Diese Geschichte um Kletter-Star Petra Klingler (31) ist eigentlich auch die Geschichte, dass selbst in der heutigen Zeit noch nicht alles immer übers Internet läuft. Sondern dass ein schlichtes Plakat an einer Hauswand ausreicht, damit jemand sein Glück findet. Das Plakat mit den Worten «Räume zu vermieten» hängt an einer unscheinbaren Scheunenwand mitten in Appenzell, als Klinglers Freund eines Tages daran vorbeikommt und die angegebene Telefonnummer wählt.
Es ist ein Volltreffer. Klingler sucht schon länger einen grossen Raum, um sich einen neuen Trainingsort einzurichten. «Wir haben zuvor schon mehrere andere Orte besichtigt», sagt die Boulder-Weltmeisterin von 2016, «doch entweder war die Raumhöhe zu tief oder die Miete zu hoch.»
Mehr Klettern
Die Eingangstür ist kaum zu finden
Diesmal passt alles. Auch weil der Besitzer, die Firma tanks.ch, begeistert von der Idee ist, eine Kletteranlage in seine Scheune zu integrieren. Monatelang wird gewerkelt und eingerichtet. Ein Crowdfunding deckt die Kosten. Nun öffnet Klingler für Blick die unscheinbare Tür an der Scheunenseite zu ihrem neuen Reich, wo sogleich eine schmale, selbst gezimmerte Treppe in den Untergrund führt.
Klinglers neues Glück liegt unterhalb der Erde. Beim Blick-Besuch ist es draussen drückend heiss, drinnen richtiggehend kühl. «Einer der Vorteile hier, selbst im Hochsommer merkt man nichts von der Hitze», sagt sie.

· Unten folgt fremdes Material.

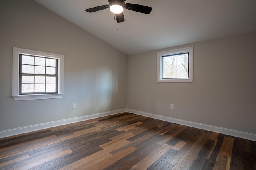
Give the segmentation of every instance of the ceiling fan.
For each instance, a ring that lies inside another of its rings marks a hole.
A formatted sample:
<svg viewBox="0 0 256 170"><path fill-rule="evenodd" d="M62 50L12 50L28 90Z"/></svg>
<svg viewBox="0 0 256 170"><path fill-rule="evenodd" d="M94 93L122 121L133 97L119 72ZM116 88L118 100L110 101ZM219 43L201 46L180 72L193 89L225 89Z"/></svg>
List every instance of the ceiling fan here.
<svg viewBox="0 0 256 170"><path fill-rule="evenodd" d="M104 9L109 8L110 10L115 14L118 23L124 22L124 16L123 11L124 9L131 10L142 13L149 14L152 8L138 4L125 3L126 0L108 0L108 5L104 5L85 10L88 12L93 12Z"/></svg>

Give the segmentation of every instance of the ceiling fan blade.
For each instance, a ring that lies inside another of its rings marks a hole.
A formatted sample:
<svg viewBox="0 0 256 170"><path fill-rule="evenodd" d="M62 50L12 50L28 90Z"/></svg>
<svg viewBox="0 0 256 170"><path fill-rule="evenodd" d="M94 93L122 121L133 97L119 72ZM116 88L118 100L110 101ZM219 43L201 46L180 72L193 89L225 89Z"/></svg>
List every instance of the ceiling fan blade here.
<svg viewBox="0 0 256 170"><path fill-rule="evenodd" d="M118 23L124 22L124 13L122 12L120 14L116 14L116 21Z"/></svg>
<svg viewBox="0 0 256 170"><path fill-rule="evenodd" d="M150 13L152 9L152 8L149 6L129 3L125 4L124 8L127 10L148 14Z"/></svg>
<svg viewBox="0 0 256 170"><path fill-rule="evenodd" d="M101 6L96 6L91 8L87 9L85 10L88 12L93 12L104 9L108 8L108 5L102 5Z"/></svg>

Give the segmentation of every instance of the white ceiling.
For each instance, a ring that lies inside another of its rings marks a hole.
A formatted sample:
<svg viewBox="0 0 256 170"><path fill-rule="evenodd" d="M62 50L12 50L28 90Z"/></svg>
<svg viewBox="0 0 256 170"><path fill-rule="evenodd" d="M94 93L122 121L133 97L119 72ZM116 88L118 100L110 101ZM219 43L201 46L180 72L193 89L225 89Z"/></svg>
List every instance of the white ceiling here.
<svg viewBox="0 0 256 170"><path fill-rule="evenodd" d="M107 0L34 0L127 55L256 31L256 0L127 0L153 8L128 10L118 24Z"/></svg>

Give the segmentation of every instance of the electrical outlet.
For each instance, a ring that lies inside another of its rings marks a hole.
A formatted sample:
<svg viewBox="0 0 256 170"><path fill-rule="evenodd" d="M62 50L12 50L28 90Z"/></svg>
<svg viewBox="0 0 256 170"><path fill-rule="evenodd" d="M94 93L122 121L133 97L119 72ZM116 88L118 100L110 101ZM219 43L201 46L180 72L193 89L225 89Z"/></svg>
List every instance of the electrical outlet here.
<svg viewBox="0 0 256 170"><path fill-rule="evenodd" d="M174 105L173 104L171 104L171 109L174 109Z"/></svg>

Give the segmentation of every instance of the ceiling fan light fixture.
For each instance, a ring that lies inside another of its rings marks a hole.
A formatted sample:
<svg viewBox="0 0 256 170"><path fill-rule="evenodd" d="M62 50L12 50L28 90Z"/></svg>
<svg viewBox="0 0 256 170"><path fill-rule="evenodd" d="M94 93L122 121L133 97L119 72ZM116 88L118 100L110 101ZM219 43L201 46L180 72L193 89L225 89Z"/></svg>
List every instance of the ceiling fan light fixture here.
<svg viewBox="0 0 256 170"><path fill-rule="evenodd" d="M124 8L120 5L113 4L109 7L110 11L114 14L120 14L124 11Z"/></svg>

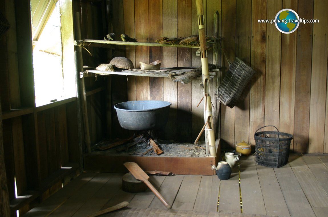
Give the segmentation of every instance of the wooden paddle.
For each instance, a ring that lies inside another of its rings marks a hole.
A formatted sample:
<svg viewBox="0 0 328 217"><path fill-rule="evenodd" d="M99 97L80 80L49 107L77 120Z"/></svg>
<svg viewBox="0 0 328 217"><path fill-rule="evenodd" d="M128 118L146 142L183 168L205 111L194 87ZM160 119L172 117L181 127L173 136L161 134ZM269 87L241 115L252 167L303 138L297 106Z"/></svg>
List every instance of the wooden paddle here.
<svg viewBox="0 0 328 217"><path fill-rule="evenodd" d="M171 205L168 204L155 187L149 182L148 181L149 176L138 164L134 162L126 162L124 163L123 164L133 175L134 178L145 183L150 189L152 191L154 192L156 196L163 203L165 206L168 209L171 209Z"/></svg>
<svg viewBox="0 0 328 217"><path fill-rule="evenodd" d="M113 207L111 207L109 208L108 208L107 209L103 209L103 210L100 211L99 212L95 212L94 213L87 216L86 217L96 217L96 216L97 216L100 215L102 215L103 214L104 214L105 213L109 212L112 212L115 210L117 210L117 209L120 209L124 207L126 207L128 205L129 205L129 202L128 201L123 201L118 204L116 204L116 205L113 206Z"/></svg>

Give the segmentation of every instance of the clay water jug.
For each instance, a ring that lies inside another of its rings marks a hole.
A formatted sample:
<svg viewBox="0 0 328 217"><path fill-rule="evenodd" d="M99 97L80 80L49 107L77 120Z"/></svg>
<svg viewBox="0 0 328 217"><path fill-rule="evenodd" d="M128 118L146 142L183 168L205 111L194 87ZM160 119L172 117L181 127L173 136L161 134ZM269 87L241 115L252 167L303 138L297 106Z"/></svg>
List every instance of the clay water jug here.
<svg viewBox="0 0 328 217"><path fill-rule="evenodd" d="M218 178L221 180L226 180L230 177L231 168L228 163L225 161L220 161L217 163L217 166L213 165L212 169L215 170Z"/></svg>
<svg viewBox="0 0 328 217"><path fill-rule="evenodd" d="M235 166L236 162L239 160L239 155L235 155L232 152L227 152L225 153L224 158L230 167L232 168Z"/></svg>

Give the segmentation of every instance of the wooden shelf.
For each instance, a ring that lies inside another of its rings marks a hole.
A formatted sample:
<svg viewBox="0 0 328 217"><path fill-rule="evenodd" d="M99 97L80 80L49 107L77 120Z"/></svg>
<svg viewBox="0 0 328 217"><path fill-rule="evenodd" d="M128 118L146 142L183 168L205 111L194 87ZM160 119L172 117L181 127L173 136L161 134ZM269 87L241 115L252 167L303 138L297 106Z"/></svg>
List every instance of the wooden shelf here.
<svg viewBox="0 0 328 217"><path fill-rule="evenodd" d="M39 195L40 192L38 191L27 191L14 199L10 200L10 209L12 212L28 204Z"/></svg>
<svg viewBox="0 0 328 217"><path fill-rule="evenodd" d="M74 41L74 45L77 46L88 46L91 43L105 44L117 44L118 45L127 45L130 46L142 46L155 47L187 47L199 49L199 46L179 44L162 44L159 43L148 42L131 42L120 41L107 41L104 40L95 40L93 39L85 39L81 41Z"/></svg>
<svg viewBox="0 0 328 217"><path fill-rule="evenodd" d="M2 112L2 119L5 120L15 118L26 114L31 114L33 112L33 109L32 108L22 108L4 111Z"/></svg>
<svg viewBox="0 0 328 217"><path fill-rule="evenodd" d="M148 77L157 77L171 78L172 79L177 79L180 78L182 75L190 72L193 69L187 68L185 69L179 70L170 70L167 71L160 70L125 70L115 71L114 72L109 71L100 71L97 70L87 70L85 72L80 73L80 77L81 78L94 76L98 74L101 75L136 75L138 76L146 76ZM210 78L213 78L215 75L215 72L209 73ZM91 75L90 74L93 75ZM201 78L202 75L200 75L197 77Z"/></svg>

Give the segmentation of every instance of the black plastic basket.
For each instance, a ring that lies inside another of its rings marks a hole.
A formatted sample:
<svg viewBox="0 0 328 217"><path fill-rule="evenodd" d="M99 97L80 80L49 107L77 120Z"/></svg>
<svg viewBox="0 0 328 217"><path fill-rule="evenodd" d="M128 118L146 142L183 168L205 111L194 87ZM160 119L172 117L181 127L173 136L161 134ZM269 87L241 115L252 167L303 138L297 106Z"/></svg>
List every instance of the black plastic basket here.
<svg viewBox="0 0 328 217"><path fill-rule="evenodd" d="M268 126L273 126L277 131L257 132ZM293 135L279 132L274 126L269 125L257 129L254 134L254 138L256 163L274 168L280 167L287 163Z"/></svg>

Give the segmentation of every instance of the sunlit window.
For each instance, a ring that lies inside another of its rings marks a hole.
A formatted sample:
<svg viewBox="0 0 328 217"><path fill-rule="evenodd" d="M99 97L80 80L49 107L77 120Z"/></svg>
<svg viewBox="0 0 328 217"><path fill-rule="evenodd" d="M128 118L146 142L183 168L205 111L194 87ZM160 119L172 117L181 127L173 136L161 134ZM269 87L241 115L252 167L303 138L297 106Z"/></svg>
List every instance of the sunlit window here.
<svg viewBox="0 0 328 217"><path fill-rule="evenodd" d="M64 16L63 13L72 13L72 11L61 10L61 4L66 4L67 1L67 0L31 0L33 65L37 106L76 95L72 21L68 22L62 18ZM62 8L66 9L66 7ZM65 31L67 31L67 27L71 25L71 42L62 41L62 40L67 40L68 38L68 33L62 32L63 25L66 25ZM63 37L64 34L66 35ZM63 55L63 51L68 49L63 46L69 45L71 42L72 45L69 49L72 49L70 53L72 56L69 57L70 55L67 53ZM70 65L69 67L67 67L68 61L69 61L68 64Z"/></svg>

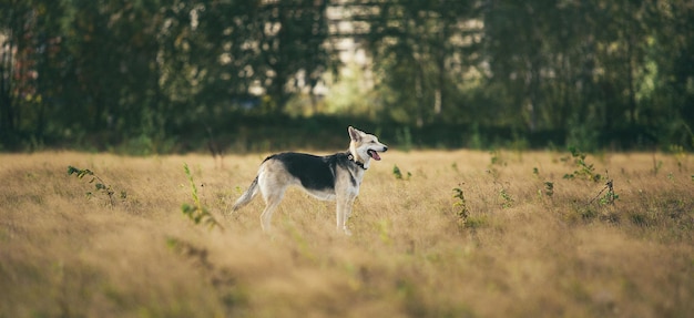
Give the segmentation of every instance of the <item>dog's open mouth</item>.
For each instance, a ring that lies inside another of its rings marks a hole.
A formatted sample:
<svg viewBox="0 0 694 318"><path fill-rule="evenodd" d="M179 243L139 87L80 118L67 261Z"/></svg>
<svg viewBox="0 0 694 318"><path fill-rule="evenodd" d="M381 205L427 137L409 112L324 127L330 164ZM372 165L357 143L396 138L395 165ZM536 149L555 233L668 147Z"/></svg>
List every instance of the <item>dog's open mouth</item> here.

Die weiteren Vorteile: Ihre eigene, mehrere tausend Franken teure und im Winkel verstellbare Trainingswand fand im hohen Raum mit einer kleinen Anpassung tatsächlich Platz. Dazu kommt eine zweite Wand, ein hochmodernes, rund 5000 Franken teures «Moon-Board», auf das via App mit LED-Anzeigen verschiedene Routen in verschiedenen Schwierigkeitsstufen angezeigt werden können. Die Matten stammen aus einer Kletterhalle in St. Gallen, wo sie ausrangiert wurden.
Für ihre nächsten grossen Ziele, die Heim-WM in Bern im August und auch für Olympia 2024 in Paris, hat Klingler nun ihr eigenes Trainingsreich. Die meisten öffentlichen Kletterhallen bieten keine für den Profi wichtige Systemwand voller Griffe, da sie aufs breite Publikum eingestellt sind.
Auch weil es an geeigneten Trainingsmöglichkeiten fehlte, tat sich die Zürcherin lange schwer damit, fix zu ihrem Freund nach Appenzell zu ziehen. Doch nun radelt Klingler in zwei Minuten von daheim zu ihrer Halle.
Nun gibts wegen Klinglers Halle sogar einen Verein
«Manchmal bin ich schon morgens um 7 Uhr hier und spule in aller Ruhe alleine mein Programm ab», sagt sie. Denn dass sie alleine trainiert, ist mittlerweile nicht mehr selbstverständlich. In Appenzell existiert durch die Alpstein-Lage eine lebendige Kletterszene. Klingler: «Das Bedürfnis für eine Halle war grösser als gedacht.» Es ist so gross, dass rund um den Raum eine regelrechte Community entstanden ist und sogar ein Verein gegründet wurde. 20 Schlüssel für die versteckte Eingangstür sind im Verein mittlerweile im Umlauf.
Am meisten ist aber natürlich Klingler selber da. Sie will an der Heim-WM in Bern nach langer Verletzungszeit stark zurückkehren und sagt über Paris 2024, ihr letztes grosses Ziel vor dem Rücktritt: «Mit Olympia habe ich noch eine Rechnung offen.»